Jedenfalls ist nicht einzusehen, warum man dann bestimmte Fehlerkorrekturen einer statischen (und damit immer unzulänglichen) Regel überläßt und andere nicht.

Eine statische Regel ist in meinen Augen keineswegs 'unzulänglich', sondern vielmehr 'unbestechlich' und immun gegen Bedienungsfehler des Spielleiters. Nach und nach sollte in der Tat jeder Manager-Fehler in diesen Zustand überführt werden - meldet sie mir, und ich baue sie ein.

GM-Willkür ist nie ganz auszuschließen. Und damit sind alle Regeln, auch die pedantischsten, so gut wie der GM, der sie benutzt. Und da erhalte ich mir dann lieber die Freiheit, selbst zu entscheiden, wie ich Managerpfusch bereinige.

Elf Jahre nach dem Erscheinen dieses Artikels widerlegt die Existenz von vollautomatischen Dienstleistungen wie z. B. Online-Banking im WWW diese Einstellung.
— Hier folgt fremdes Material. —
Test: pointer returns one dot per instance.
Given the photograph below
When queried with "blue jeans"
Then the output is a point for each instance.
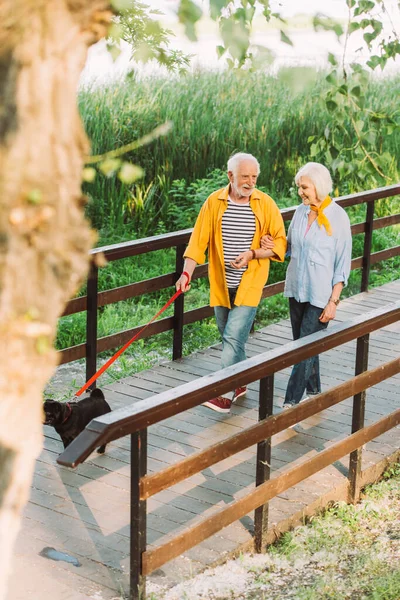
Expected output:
(234, 325)
(304, 318)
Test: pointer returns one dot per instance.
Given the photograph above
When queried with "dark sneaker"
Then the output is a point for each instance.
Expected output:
(219, 404)
(239, 392)
(286, 407)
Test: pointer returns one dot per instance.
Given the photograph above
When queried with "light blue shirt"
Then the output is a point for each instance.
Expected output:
(317, 260)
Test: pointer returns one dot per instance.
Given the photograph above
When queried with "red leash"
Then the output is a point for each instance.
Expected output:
(121, 350)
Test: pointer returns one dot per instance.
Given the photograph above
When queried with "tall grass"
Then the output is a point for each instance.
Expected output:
(214, 114)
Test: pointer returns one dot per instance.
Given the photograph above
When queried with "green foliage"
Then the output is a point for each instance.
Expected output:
(148, 39)
(354, 139)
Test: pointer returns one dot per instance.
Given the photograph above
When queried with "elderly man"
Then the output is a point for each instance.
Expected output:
(230, 225)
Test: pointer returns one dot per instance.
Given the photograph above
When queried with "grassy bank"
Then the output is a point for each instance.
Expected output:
(213, 115)
(349, 553)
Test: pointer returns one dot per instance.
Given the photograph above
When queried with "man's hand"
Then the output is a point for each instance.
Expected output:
(329, 312)
(267, 242)
(183, 283)
(242, 260)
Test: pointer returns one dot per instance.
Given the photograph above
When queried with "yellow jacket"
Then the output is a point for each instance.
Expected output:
(207, 233)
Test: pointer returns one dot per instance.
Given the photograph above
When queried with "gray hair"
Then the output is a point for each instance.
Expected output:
(236, 159)
(320, 177)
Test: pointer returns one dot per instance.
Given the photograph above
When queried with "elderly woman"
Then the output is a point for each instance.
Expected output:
(319, 246)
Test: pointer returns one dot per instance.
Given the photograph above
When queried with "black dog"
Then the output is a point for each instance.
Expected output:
(70, 418)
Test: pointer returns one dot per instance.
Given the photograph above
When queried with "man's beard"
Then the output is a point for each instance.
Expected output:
(242, 191)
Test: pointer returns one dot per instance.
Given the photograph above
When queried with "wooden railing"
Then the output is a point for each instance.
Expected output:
(134, 420)
(179, 240)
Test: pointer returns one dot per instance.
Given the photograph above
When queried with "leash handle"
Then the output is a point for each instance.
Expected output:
(121, 350)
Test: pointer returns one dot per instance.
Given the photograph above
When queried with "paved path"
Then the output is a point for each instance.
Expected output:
(84, 513)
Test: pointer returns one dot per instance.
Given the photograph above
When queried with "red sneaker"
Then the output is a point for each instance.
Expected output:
(219, 404)
(239, 392)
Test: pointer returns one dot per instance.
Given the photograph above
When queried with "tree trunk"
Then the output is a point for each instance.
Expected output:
(44, 238)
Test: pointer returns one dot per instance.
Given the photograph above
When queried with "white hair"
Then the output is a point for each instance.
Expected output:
(320, 177)
(236, 159)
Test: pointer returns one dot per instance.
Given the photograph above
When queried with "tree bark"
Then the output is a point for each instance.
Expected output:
(44, 237)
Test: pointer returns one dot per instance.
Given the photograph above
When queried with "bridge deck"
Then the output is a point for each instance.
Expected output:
(85, 513)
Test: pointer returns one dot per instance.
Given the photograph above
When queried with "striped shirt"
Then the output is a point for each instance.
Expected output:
(238, 229)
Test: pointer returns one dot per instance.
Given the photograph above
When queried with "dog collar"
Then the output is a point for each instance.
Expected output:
(69, 414)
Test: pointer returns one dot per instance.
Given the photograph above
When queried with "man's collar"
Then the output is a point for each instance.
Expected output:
(224, 193)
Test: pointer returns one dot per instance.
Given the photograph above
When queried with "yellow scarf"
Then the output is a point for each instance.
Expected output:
(321, 218)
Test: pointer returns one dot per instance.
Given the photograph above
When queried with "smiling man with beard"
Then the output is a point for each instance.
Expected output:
(230, 225)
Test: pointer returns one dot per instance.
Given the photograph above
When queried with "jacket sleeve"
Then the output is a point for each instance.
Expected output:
(200, 237)
(277, 231)
(343, 253)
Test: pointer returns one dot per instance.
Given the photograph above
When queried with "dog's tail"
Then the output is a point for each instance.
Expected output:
(97, 394)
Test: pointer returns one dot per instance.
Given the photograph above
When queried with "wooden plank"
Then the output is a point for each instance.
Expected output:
(193, 535)
(152, 484)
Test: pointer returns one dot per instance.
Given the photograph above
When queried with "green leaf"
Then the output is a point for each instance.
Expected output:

Willkür ist auch bei komplexeren Mechanismen als United sehr wohl auszuschließen, und es ist zudem wesentlich effizienter, nach einem Reifeprozeß der Regelbildung alles der Maschine zu überlassen und sich nur noch darauf zu beschränken, den Regelsatz gegenüber den Wünschen der 'Kundschaft' periodisch abzugleichen.